Thursday, April 05, 2007

Chatty Kathy

That's Abbie's new nickname. She has been so vocal lately, that finally yesterday Debbie asked her "Are you telling me something or are you just talking." She was just talking, just enjoying the sound of her voice. She is also using that voice to demand more interaction, particularly from her brothers. I had a talk with them yesterday about how suddenly it seems that Abbie is changing quickly, and that we have to be prepared to change with her. We have all gotten pretty used to how things have been for quite a while now, but I let them know that she is no longer going to settle for a quick "Hey, Abbie!" as they come through the door.
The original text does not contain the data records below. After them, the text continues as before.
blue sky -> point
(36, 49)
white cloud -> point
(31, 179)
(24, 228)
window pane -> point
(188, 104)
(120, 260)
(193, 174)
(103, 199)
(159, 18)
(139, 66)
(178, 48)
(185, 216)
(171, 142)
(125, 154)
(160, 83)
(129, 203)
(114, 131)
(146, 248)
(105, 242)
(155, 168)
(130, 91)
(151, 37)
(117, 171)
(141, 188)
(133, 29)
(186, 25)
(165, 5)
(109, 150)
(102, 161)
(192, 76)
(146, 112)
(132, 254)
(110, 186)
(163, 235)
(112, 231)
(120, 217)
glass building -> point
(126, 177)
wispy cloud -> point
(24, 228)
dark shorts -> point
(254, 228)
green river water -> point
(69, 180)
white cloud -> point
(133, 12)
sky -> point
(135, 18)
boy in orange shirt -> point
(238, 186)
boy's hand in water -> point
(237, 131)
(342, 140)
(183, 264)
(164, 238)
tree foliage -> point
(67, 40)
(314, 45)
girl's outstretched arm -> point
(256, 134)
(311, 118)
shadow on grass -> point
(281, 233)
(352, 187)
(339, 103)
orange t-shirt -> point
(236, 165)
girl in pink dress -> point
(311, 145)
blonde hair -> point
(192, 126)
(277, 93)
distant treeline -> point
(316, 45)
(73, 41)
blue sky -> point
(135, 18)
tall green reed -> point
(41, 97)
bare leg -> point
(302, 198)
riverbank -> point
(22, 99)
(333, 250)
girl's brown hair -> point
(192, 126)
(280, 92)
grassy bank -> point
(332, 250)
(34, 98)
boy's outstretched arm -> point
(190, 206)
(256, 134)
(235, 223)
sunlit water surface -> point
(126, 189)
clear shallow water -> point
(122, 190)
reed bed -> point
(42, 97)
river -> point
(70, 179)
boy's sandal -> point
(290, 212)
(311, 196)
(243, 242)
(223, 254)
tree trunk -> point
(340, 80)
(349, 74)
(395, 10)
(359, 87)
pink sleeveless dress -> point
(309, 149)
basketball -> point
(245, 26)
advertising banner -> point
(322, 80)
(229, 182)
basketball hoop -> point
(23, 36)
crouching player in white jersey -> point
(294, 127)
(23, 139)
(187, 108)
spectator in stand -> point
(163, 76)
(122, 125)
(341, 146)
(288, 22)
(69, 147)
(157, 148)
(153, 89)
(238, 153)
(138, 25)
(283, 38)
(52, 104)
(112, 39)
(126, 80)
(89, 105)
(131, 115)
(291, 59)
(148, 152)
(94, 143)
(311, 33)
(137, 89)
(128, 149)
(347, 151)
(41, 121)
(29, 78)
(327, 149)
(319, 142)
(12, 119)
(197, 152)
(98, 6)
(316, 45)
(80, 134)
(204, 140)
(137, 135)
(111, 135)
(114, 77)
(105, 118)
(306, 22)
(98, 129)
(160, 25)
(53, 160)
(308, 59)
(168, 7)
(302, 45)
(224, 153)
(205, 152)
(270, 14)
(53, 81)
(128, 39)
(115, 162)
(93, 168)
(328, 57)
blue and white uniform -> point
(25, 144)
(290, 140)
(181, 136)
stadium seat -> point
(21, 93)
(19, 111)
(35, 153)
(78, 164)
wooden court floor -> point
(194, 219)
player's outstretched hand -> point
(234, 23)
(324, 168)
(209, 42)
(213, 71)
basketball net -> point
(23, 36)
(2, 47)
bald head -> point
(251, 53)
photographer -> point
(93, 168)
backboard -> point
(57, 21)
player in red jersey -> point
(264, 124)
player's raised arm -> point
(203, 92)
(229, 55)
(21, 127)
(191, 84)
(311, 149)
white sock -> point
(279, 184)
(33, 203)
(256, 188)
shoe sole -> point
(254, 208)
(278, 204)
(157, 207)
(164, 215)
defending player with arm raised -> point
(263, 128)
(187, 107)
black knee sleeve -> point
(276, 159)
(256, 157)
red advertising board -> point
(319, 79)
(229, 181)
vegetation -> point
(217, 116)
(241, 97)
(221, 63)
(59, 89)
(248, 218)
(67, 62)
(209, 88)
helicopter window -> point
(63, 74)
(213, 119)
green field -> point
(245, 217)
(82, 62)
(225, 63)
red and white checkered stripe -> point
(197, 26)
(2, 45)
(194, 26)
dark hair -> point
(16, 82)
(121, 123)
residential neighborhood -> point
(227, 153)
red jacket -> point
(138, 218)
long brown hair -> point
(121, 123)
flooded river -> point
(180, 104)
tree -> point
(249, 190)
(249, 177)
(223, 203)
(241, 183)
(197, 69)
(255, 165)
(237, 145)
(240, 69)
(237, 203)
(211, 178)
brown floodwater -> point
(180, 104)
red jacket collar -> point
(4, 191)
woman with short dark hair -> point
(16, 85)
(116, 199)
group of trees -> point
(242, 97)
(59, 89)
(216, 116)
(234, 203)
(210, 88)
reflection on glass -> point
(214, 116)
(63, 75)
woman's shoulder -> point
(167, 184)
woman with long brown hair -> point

She enjoys it so much when they read books to her, play with her, even just sit up on her bed and watch movies with her. I think she is now figuring out how to make sure it happens more often. I've sensed for a while that as she improves each day, it is going to squish our comfort zone a little, and that even good things can cause turbulence during adjustment. I am really excited about her forcing us out of our ruts. She always was a little (lot) bossy -- it takes a big personality for a little girl to be in charge of four older brothers! I am thrilled to see this part of her emerging!

Rolfing went well for both of us yesterday. I am so glad I got to experience it so that I can understand what Abbie is going through. I'll write more details later, because I am fading fast right now.

I do want to pass on that Dr. Tennant made a 25-minute DVD that gives an overview of his approach to health. Although he could probably lecture for an entire day on each of the points, Dr. Tennant did a great job at boiling everything down so you can get a complete picture. If you are interested in a copy, please email me at varasix@aol.com.

Also, for those in Hawaii, it turns out that Dr. Tennant will be teaching a Level 1 Biomodulator course in August after all. I believe it will be 8/23-26. www.senergymedicalgroup.com for more info.

I hope to be able to post again before Easter, but in case time gets away from me, I hope that it is a very special time for you and your family. Each Easter since Abbie was injured has had such a different flavor for me, and this one is turning out to be pure sugar. We are in a good place, and each day keeps getting brighter!

Tuesday, April 03, 2007

Things are Changing

In a journey of mostly intangible and unmeasurable advances, it is nice to have a concrete marker once in a while. As Abbie has recovered from the illness she just had (or finished the cleansing she was doing, which is what I think was really going on), she has provided us a good, solid token of improvement. Once I was again able to feed her the normal menu of raw milk and eggs, I found that she only needed half the amount of digestive enzymes we were giving her before. In fact, the previous amount made her sick! So, to me this says that her liver is functioning significantly better, and things inside her are truly changing. Hurrah!

We have been enjoying a visit from my Uncle Tim and Aunt Lois. They were here last February, and it has been exciting to hear their numerous comments about how different Abbie is now, as if "she's just going to start talking to us any minute!" Tim noticed how engaged Abbie is in what is going on around her, and picked up on how much she wants to be part of the kid-chaos that is almost constant around here. Comments like theirs really spur us on to continue to push forward.

And, God showed me once again this week how faithful and merciful He is. You may recall me writing about my special friend Katie Chesire when her husband Walt was deployed to Iraq. She was alone with 6 kids ages 8 and under. During his deployment she developed Grave's disease, and the course of treatment the physician was recommending would've prevented her from having any more children, which was a heartbreaking thought to her. She found an alternative route to regain her health, Walt came home safe, and this weekend they welcomed Iliana Kailani Grace to their litter of kittens. I remembered crying for Katie, and now I wept with joy -- God has heard and answered their cries in the most precious way possible. He is more than able, and His love is unfathomable! That little girl, not even a week old yet, is a powerful beacon in my life, shining out the message "Steady on!!"